Dr. Jekyll and Mr. Hyde, Rouben Mamoulian (1931) – 2/5: disons-le d’emblée: ce film m’a dérangée. Je n’ai pas du tout aimé comment Mr. Hyde harcèle et attaque sa victime, Ivy Pearson, et comment il s’en prend ensuite à la fiancée du Dr. Jekyll, éléments du récit qui ne sont pas dans le roman écrit par Robert Louis Stevenson. Il y a une sexualisation extrême où l’homme ne peut être que prédateur et la femme victime, le tout causé par la société victorienne. En effet Dr. Jekyll veut épouser Muriel au plus vite mais son père refuse et il est frustré. Au niveau technique par contre, il y a des avancées: la caméra bouge beaucoup plus et suit le point de vue du Dr. Jekyll. Et il est assez drôle de voir Mr. Hyde grimper dans la bibliothèque et sauter partout. Avec Fredric March dans son seul rôle de méchant.

Et donc, la question du jour: Clark Gable, avec ou sans moustache ?

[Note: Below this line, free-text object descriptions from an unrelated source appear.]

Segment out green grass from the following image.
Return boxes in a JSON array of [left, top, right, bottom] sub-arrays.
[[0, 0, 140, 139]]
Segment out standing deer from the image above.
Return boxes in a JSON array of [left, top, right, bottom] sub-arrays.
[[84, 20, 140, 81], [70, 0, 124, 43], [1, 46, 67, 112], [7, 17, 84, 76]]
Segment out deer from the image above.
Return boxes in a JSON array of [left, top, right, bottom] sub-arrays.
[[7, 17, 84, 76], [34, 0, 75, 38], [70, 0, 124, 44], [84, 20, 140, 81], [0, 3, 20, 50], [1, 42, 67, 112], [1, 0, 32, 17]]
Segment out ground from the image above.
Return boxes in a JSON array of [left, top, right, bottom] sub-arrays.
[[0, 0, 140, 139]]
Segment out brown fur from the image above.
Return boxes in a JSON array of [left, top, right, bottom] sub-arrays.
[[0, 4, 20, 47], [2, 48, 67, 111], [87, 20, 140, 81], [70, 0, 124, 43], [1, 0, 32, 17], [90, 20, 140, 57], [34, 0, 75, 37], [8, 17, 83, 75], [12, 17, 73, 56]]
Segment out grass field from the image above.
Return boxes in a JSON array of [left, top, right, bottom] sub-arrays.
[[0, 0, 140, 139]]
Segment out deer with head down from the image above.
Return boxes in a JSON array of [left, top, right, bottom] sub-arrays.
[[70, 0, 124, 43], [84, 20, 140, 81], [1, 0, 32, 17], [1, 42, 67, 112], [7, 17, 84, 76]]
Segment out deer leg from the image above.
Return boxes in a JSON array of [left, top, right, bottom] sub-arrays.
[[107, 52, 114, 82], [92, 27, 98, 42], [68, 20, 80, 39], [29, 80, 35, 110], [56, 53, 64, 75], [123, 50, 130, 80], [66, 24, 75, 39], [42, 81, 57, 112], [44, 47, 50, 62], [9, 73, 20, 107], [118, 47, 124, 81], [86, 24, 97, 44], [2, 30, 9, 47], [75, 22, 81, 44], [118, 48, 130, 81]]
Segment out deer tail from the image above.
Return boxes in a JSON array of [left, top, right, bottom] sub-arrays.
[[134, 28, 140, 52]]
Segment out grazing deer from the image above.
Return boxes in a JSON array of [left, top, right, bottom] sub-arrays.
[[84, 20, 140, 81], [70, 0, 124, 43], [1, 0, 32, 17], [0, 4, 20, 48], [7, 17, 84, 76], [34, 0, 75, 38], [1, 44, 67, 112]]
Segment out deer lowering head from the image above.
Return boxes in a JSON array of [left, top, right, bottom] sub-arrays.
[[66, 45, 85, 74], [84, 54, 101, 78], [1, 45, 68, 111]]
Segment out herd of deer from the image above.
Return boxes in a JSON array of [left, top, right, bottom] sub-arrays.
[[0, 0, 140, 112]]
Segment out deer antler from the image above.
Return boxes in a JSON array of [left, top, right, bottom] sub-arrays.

At the movies – II (1930s)

La suite de mes découvertes dans l’histoire du cinéma, avec essentiellement des films de 1930 (je peux être assez systématique quand je m’y mets). Je continue à prendre beaucoup de plaisir à regarder ces films, même si je ne fais que survoler certains quand je vois que je n’accroche pas au sujet ou au style.

White zombie, Victor Halperin (1932) – 4/5: un film de zombies à Haïti, avec une actrice un peu éthérée typique du début des années 1930, et Bela Lugosi dans le rôle du méchant. Disponible sur you tube, avec sous-titres plus ou moins performants. Le film qui m’a donné envie de me plonger dans le cinéma des années 1930.

42nd Street, Lloyd Bacon (1933) – 4/5, une histoire un peu convenue mais de très belles scènes de danse, notamment celle où la caméra passe sous les jambes des danseuses.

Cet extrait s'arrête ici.